Mordal: Automated Pretrained Model Selection for Vision Language Models
- URL: http://arxiv.org/abs/2502.00241v1
- Date: Sat, 01 Feb 2025 00:41:29 GMT
- Title: Mordal: Automated Pretrained Model Selection for Vision Language Models
- Authors: Shiqi He, Insu Jang, Mosharaf Chowdhury,
- Abstract summary: Mordal is an automated multimodal model search framework that efficiently finds the best VLM for a user-defined task without manual intervention.
Our evaluation shows that Mordal can find the best VLM for a given problem using up to $8.9times$--$11.6times$ lower GPU hours than grid search.

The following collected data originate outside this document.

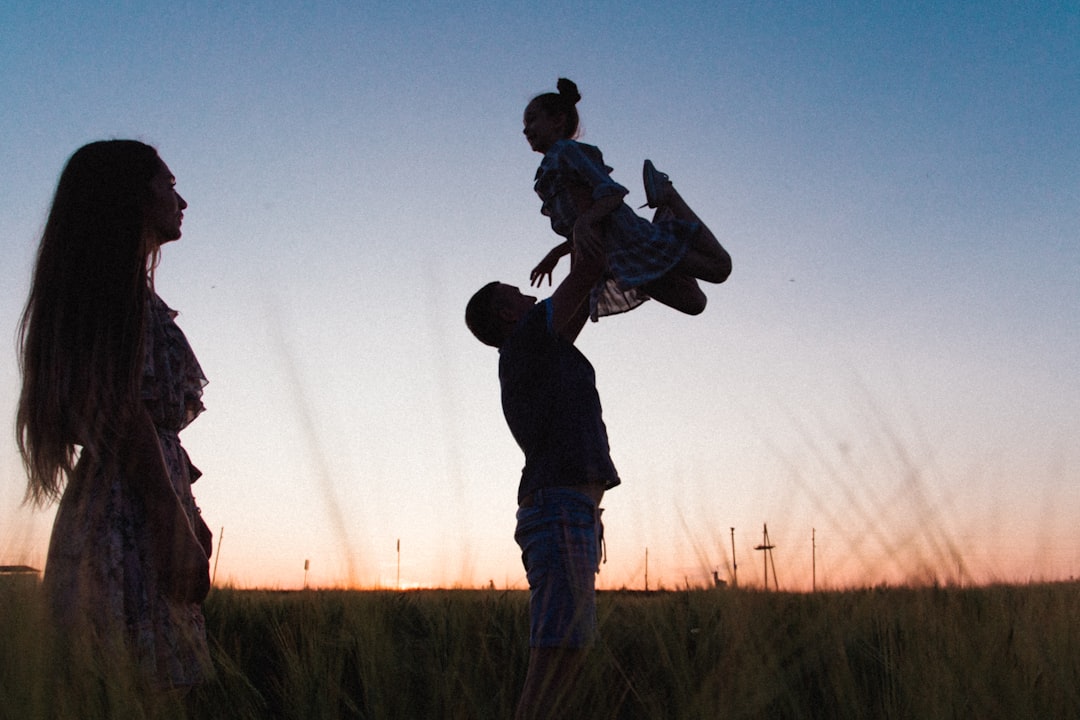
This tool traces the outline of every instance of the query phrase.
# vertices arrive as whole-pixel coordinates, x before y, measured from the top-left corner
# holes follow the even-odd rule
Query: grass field
[[[33,586],[0,586],[0,718],[508,718],[518,591],[217,589],[217,677],[155,696],[59,667]],[[591,718],[1080,717],[1080,586],[603,592]],[[104,665],[104,666],[103,666]]]

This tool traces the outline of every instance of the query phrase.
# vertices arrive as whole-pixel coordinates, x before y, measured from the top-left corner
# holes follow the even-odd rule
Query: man
[[[574,340],[601,270],[596,253],[579,250],[547,300],[494,282],[465,312],[473,334],[499,349],[503,414],[525,454],[514,539],[529,580],[530,651],[518,720],[566,717],[596,635],[599,505],[619,476],[593,368]]]

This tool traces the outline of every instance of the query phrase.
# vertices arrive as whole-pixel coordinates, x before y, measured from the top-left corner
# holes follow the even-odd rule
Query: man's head
[[[502,347],[514,326],[536,304],[513,285],[490,282],[476,291],[465,307],[465,324],[476,339],[491,347]]]

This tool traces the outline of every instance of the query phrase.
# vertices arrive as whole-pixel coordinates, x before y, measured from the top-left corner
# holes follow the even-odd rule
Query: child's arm
[[[598,225],[601,220],[615,212],[623,204],[628,190],[611,177],[611,168],[604,165],[600,151],[580,143],[566,143],[560,160],[568,174],[575,179],[568,182],[577,220],[574,222],[575,242],[600,241]],[[603,254],[605,248],[598,246]]]
[[[594,200],[587,208],[582,210],[574,223],[574,242],[580,245],[593,246],[603,254],[603,238],[600,234],[600,221],[622,205],[626,193],[605,195],[599,200]]]
[[[533,268],[529,273],[529,284],[540,287],[543,284],[544,278],[547,277],[548,285],[551,285],[551,271],[555,269],[555,266],[559,264],[559,259],[563,255],[567,255],[570,252],[570,241],[566,240],[553,247],[544,259],[540,261],[540,264]]]

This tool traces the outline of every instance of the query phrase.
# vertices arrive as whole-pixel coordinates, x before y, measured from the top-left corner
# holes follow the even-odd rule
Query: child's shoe
[[[641,168],[641,181],[645,185],[645,205],[651,208],[659,207],[663,202],[666,186],[671,184],[671,180],[653,166],[652,160],[646,160]]]

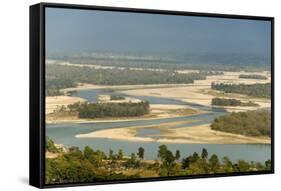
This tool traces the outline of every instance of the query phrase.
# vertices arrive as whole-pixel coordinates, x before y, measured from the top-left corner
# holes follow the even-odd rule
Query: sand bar
[[[173,122],[182,124],[183,122]],[[186,121],[185,121],[186,123]],[[109,138],[123,141],[133,142],[160,142],[160,143],[183,143],[183,144],[270,144],[268,137],[250,137],[214,131],[210,128],[210,124],[169,128],[172,123],[159,125],[147,125],[138,127],[114,128],[106,130],[98,130],[87,134],[76,135],[77,138]],[[137,135],[138,129],[155,129],[158,128],[161,133],[157,136],[140,137]]]

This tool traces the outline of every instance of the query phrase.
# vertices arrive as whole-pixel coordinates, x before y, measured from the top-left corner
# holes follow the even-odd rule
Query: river
[[[84,98],[90,102],[96,102],[99,94],[115,94],[123,95],[118,92],[109,89],[90,89],[79,90],[72,93],[73,96]],[[126,95],[129,96],[129,95]],[[206,111],[206,113],[198,114],[194,116],[173,117],[164,119],[147,119],[138,121],[124,121],[124,122],[91,122],[91,123],[65,123],[65,124],[47,124],[46,135],[52,138],[56,143],[64,144],[67,147],[78,146],[81,149],[85,146],[90,146],[93,149],[100,149],[106,153],[110,149],[117,152],[122,149],[126,155],[130,155],[132,152],[137,152],[141,146],[145,149],[145,159],[156,159],[158,146],[162,143],[157,142],[128,142],[104,138],[76,138],[77,134],[90,133],[96,130],[108,129],[108,128],[120,128],[130,126],[142,126],[153,125],[166,122],[175,122],[183,120],[193,120],[194,122],[187,122],[186,124],[175,125],[171,128],[191,127],[201,124],[207,124],[213,121],[214,118],[225,114],[223,109],[212,108],[208,106],[182,102],[175,99],[159,98],[152,96],[129,96],[141,100],[149,101],[151,104],[176,104],[176,105],[188,105],[195,109]],[[155,132],[156,131],[156,132]],[[138,136],[145,137],[146,134],[158,133],[157,130],[144,130],[141,129],[137,132]],[[186,157],[193,152],[201,153],[203,148],[206,148],[209,155],[216,154],[219,158],[224,156],[229,157],[233,161],[246,160],[255,162],[264,162],[271,158],[271,146],[263,144],[182,144],[182,143],[169,143],[166,144],[170,150],[175,152],[180,150],[181,156]]]

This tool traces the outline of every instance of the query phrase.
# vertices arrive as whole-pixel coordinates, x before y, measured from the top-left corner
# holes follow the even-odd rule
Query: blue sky
[[[269,21],[46,8],[47,52],[270,54]]]

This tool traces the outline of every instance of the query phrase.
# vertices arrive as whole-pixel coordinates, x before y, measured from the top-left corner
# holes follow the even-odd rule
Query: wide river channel
[[[73,96],[84,98],[90,102],[96,102],[98,95],[100,94],[117,94],[112,90],[106,89],[90,89],[90,90],[79,90],[74,92]],[[67,147],[78,146],[83,149],[85,146],[90,146],[93,149],[100,149],[106,153],[110,149],[117,152],[122,149],[126,155],[130,155],[132,152],[137,152],[141,146],[145,149],[145,159],[156,159],[158,146],[163,143],[157,142],[131,142],[131,141],[120,141],[105,138],[76,138],[77,134],[85,134],[101,129],[109,128],[120,128],[120,127],[132,127],[132,126],[143,126],[153,125],[167,122],[176,122],[186,120],[186,124],[174,125],[171,128],[191,127],[201,124],[207,124],[214,120],[214,118],[224,115],[225,111],[222,109],[202,106],[198,104],[192,104],[182,102],[179,100],[169,98],[159,98],[150,96],[129,96],[141,100],[149,101],[151,104],[174,104],[174,105],[188,105],[195,109],[206,111],[207,113],[198,114],[194,116],[183,116],[163,119],[147,119],[147,120],[136,120],[136,121],[124,121],[124,122],[91,122],[91,123],[60,123],[60,124],[47,124],[46,134],[52,138],[56,143],[63,144]],[[188,121],[194,121],[192,123]],[[155,130],[157,131],[157,130]],[[153,134],[153,130],[139,130],[137,136],[145,137],[147,134]],[[166,144],[166,143],[165,143]],[[202,148],[206,148],[211,154],[217,154],[221,159],[224,156],[228,156],[231,160],[246,160],[255,162],[264,162],[271,157],[271,146],[264,144],[183,144],[183,143],[167,143],[170,150],[175,152],[177,149],[180,150],[181,156],[186,157],[191,155],[193,152],[201,153]]]

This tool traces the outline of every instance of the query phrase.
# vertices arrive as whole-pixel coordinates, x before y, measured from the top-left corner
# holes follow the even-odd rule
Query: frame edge
[[[40,125],[41,4],[29,7],[29,185],[42,188]]]

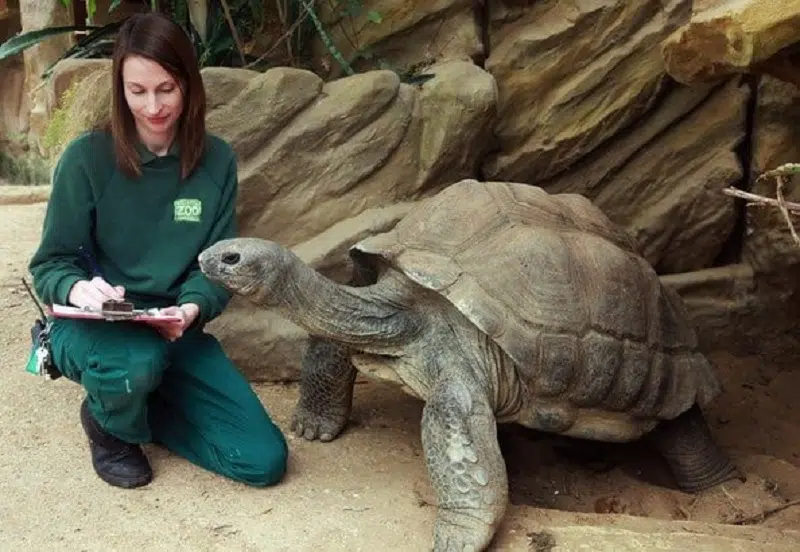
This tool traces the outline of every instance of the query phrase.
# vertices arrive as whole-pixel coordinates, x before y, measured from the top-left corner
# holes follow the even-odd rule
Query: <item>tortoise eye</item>
[[[222,256],[222,262],[227,265],[234,265],[239,262],[241,255],[238,253],[225,253]]]

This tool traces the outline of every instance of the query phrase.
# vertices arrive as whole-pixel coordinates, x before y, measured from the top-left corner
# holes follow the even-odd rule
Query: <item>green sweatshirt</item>
[[[196,303],[197,325],[218,316],[230,294],[200,272],[197,255],[236,235],[238,181],[231,147],[215,136],[206,144],[198,168],[181,181],[177,147],[157,157],[140,146],[142,176],[130,179],[116,166],[110,134],[73,140],[53,173],[29,265],[41,300],[66,305],[72,285],[95,275],[83,249],[137,308]]]

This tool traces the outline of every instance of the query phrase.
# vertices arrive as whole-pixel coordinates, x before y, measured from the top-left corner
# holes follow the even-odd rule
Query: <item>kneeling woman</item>
[[[80,420],[94,469],[112,485],[146,485],[140,444],[156,442],[246,484],[275,484],[284,436],[203,331],[230,295],[197,255],[236,235],[238,181],[233,150],[206,133],[194,50],[166,17],[135,15],[120,29],[112,72],[109,128],[68,144],[54,171],[34,287],[46,304],[125,299],[183,322],[53,321],[53,360],[86,391]]]

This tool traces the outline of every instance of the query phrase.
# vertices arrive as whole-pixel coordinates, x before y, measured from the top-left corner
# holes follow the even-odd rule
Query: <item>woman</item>
[[[230,296],[197,266],[236,234],[236,159],[206,134],[205,92],[192,45],[154,13],[120,29],[109,128],[72,141],[59,159],[42,241],[30,263],[46,304],[100,308],[124,299],[181,323],[55,319],[53,360],[86,398],[80,419],[98,476],[152,480],[140,444],[157,442],[249,485],[277,483],[287,445],[258,396],[203,326]]]

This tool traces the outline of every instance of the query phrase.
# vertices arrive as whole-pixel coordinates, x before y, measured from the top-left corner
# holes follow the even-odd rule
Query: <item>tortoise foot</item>
[[[481,552],[494,537],[491,525],[466,513],[440,511],[433,529],[433,552]]]
[[[292,414],[291,430],[307,441],[333,441],[347,424],[346,411],[316,412],[300,402]]]
[[[309,340],[300,374],[300,399],[291,430],[308,441],[332,441],[347,425],[356,369],[347,349],[318,337]]]
[[[653,440],[684,492],[696,493],[733,479],[746,479],[714,441],[697,405],[663,423],[654,432]]]

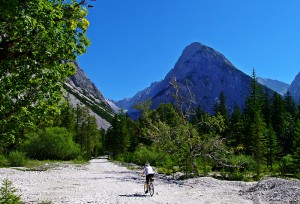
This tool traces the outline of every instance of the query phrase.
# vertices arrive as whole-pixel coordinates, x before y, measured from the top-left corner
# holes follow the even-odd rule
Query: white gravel
[[[100,158],[85,166],[64,164],[47,171],[1,168],[0,180],[12,181],[25,203],[264,203],[246,192],[257,182],[209,177],[185,181],[156,177],[151,197],[143,192],[145,178],[140,174]]]

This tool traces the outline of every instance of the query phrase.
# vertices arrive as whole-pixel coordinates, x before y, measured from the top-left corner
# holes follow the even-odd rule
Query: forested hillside
[[[135,106],[136,122],[119,115],[107,132],[107,150],[119,160],[142,165],[150,161],[159,170],[185,176],[220,174],[226,179],[258,179],[266,175],[299,177],[300,115],[291,95],[263,92],[255,72],[245,109],[232,114],[221,92],[210,115],[192,107],[192,94],[180,93],[173,82],[177,105],[151,101]],[[218,172],[218,173],[217,173]]]

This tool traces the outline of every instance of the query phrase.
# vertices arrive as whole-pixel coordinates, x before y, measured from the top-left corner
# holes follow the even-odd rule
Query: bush
[[[12,187],[12,182],[4,179],[0,188],[0,203],[18,204],[21,203],[21,198],[15,195],[16,189]]]
[[[279,169],[281,174],[294,173],[295,168],[292,155],[288,154],[281,159]]]
[[[8,166],[8,161],[3,154],[0,154],[0,167]]]
[[[50,127],[27,134],[22,149],[29,157],[39,160],[70,160],[80,155],[79,145],[65,128]]]
[[[8,164],[10,166],[24,166],[26,162],[27,159],[23,152],[13,151],[8,155]]]
[[[232,155],[228,163],[237,166],[233,171],[254,171],[255,170],[255,161],[253,157],[239,154],[239,155]]]
[[[131,162],[138,165],[144,165],[146,162],[149,162],[151,165],[157,166],[162,157],[163,155],[154,146],[139,145],[131,157],[133,159]]]

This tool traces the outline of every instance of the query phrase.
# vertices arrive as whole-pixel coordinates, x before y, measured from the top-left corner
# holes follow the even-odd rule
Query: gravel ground
[[[300,203],[298,180],[237,182],[201,177],[175,181],[158,176],[151,197],[143,192],[145,178],[140,174],[100,158],[84,166],[63,164],[47,171],[2,168],[0,180],[11,180],[25,203]],[[270,189],[276,190],[275,200],[270,200],[275,195]],[[295,193],[287,194],[290,191]]]

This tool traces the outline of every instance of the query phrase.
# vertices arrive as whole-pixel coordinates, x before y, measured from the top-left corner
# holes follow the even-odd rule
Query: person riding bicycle
[[[146,184],[146,189],[148,189],[149,181],[154,176],[154,170],[153,170],[152,166],[150,166],[149,162],[147,162],[145,164],[144,170],[142,172],[142,176],[144,176],[145,174],[146,174],[146,182],[145,182],[145,184]],[[148,190],[146,190],[145,193],[148,193]]]

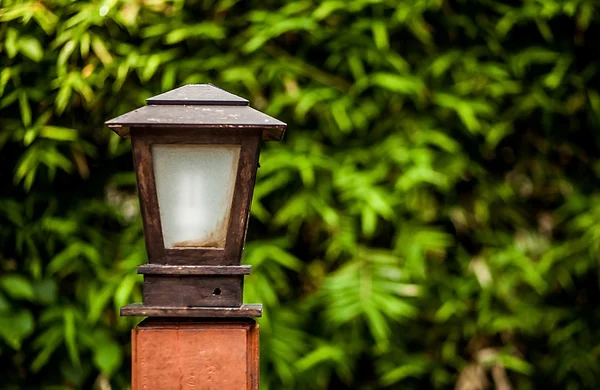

- Score: 4.339232569078834
- License:
- Abstract: Incorporating multiple modalities into large language models (LLMs) is a powerful way to enhance their understanding of non-textual data, enabling them to perform multimodal tasks. Vision language models (VLMs) form the fastest growing category of multimodal models because of their many practical use cases, including in healthcare, robotics, and accessibility. Unfortunately, even though different VLMs in the literature demonstrate impressive visual capabilities in different benchmarks, they are handcrafted by human experts; there is no automated framework to create task-specific multimodal models. We introduce Mordal, an automated multimodal model search framework that efficiently finds the best VLM for a user-defined task without manual intervention. Mordal achieves this both by reducing the number of candidates to consider during the search process and by minimizing the time required to evaluate each remaining candidate. Our evaluation shows that Mordal can find the best VLM for a given problem using up to $8.9\times$--$11.6\times$ lower GPU hours than grid search. In the process of our evaluation, we have also discovered new VLMs that outperform their state-of-the-art counterparts.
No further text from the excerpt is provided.